作品は1973年に制作。この年はニューヨークにおいてグラフィティが最初に盛り上がった時期である。

ゴードン・マッタ=クラークが、ニューヨークの街中の壁や地下鉄の車体に描かれたグラフィティをモノクロ写真に撮り、それをプリントアウトして、そこに着色した作品だ。

Gordon Matta-Clark:
Mutation in Space

何が評価されたのか?

ゴードン・マッタ=クラーク(Gordon Matta-Clark)の作品が評価された点は、建築空間に対する根源的な問いかけと、都市・社会との関係性を芸術の対象とした革新性にある。


  1. 建築の「解体」ではなく「再構築」としてのアート

彼の代表的な手法である「ビルディング・カット(building cuts)」は、廃屋や取り壊し予定の建築物に対して、巨大な切断や穴あけを施す行為である。

これは単なる破壊ではなく、既存の空間を解体し、新たな視覚的・身体的体験を観者に与える装置として再構成する試みであり、建築と彫刻の境界を超える芸術行為として評価された。


  1. 空間と身体性の新たな関係性の提示

マッタ=クラークの作品は、空間を物理的・感覚的に「通過する」「切り裂く」行為を通して、観者の身体を巻き込む体験型アートであった。

これは美術館の内部で完結する従来の彫刻とは一線を画し、都市の現実と人間の身体とを直に接続する空間芸術として注目された。


  1. 社会的・政治的文脈への意識

彼の活動は1970年代のニューヨークを背景に展開された。都市の再開発、貧困、空き家の増加といった問題に対し、アートを通して視覚的・身体的に問題提起する姿勢は、単なる美的創作を超えて、社会的実践としての芸術の可能性を示した。

そのため、アクティビズムや社会派アートの先駆的存在としても高く評価される。


  1. ドキュメント性と時間性の融合

建物のカット作品は一時的なものであり、やがて取り壊されてしまうが、彼はそれらの行為を写真、映像、図面、テキストによって記録・再構成した。

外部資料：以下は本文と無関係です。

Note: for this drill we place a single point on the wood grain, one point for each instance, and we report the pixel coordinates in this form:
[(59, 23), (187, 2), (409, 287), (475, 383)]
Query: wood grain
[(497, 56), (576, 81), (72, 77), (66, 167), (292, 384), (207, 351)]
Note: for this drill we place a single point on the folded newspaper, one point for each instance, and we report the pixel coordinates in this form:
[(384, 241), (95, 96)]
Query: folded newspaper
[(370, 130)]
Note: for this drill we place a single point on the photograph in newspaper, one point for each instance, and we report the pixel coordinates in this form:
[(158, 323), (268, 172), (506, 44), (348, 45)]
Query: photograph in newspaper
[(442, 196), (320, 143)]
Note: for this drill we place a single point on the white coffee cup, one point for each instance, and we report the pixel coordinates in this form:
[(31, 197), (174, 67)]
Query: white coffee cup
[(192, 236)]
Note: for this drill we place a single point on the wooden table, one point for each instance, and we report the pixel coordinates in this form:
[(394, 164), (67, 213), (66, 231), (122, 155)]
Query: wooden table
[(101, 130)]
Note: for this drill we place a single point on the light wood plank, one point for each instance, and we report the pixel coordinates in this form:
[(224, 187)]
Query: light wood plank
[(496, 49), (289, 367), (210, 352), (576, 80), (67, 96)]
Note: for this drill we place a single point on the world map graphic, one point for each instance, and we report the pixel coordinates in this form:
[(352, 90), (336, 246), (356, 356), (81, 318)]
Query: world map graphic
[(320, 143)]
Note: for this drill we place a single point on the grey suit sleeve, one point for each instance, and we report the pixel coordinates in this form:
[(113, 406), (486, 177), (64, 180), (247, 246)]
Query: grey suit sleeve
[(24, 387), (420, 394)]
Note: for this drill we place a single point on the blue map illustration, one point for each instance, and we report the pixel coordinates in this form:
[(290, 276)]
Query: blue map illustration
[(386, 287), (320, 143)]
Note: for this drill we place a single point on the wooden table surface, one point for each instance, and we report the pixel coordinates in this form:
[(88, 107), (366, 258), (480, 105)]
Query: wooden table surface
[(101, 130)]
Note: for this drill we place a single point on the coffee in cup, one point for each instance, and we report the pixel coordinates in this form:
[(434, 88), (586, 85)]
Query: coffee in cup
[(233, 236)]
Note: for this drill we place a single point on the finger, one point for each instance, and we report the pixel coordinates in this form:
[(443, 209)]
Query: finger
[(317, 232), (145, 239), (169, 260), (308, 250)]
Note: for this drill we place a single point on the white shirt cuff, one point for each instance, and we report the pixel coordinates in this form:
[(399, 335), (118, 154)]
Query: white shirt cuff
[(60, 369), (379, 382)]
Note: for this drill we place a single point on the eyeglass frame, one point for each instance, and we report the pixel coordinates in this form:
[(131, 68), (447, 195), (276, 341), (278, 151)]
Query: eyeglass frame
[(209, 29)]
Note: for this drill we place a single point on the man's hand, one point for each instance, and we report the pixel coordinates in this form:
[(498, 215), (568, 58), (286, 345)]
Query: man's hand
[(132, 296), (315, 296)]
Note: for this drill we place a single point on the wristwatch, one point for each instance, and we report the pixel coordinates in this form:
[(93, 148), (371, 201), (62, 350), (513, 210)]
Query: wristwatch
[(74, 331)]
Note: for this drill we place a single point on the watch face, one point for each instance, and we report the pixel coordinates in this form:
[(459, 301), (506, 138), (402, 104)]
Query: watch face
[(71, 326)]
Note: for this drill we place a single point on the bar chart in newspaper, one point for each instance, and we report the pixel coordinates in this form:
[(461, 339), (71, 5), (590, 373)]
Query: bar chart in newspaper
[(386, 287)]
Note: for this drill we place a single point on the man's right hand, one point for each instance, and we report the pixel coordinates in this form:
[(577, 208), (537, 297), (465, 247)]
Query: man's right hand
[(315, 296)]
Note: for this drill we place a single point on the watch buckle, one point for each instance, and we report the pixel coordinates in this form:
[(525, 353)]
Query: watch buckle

このように「行為」「痕跡」「記録」を一体化させた手法は、後のパフォーマンス・アートやコンセプチュアル・アートにも影響を与えた。


  1. 建築家としての知見と詩的感覚の融合

マッタ=クラークは建築を学びながらも、建築の常識を逸脱する形で空間を詩的・批評的に扱った。

彼の作品には、幾何学的な切断の美しさや光と影の劇的な演出など、空間を素材とした詩的表現が込められており、それが理知性と感性の両立として評価されたのである。


総じて、マッタ=クラークは美術と建築、アートと社会の境界を撹乱し、空間・身体・社会を統合的に扱う新たな芸術の地平を切り拓いた点で、現代美術に多大な影響を与えたアーティストである。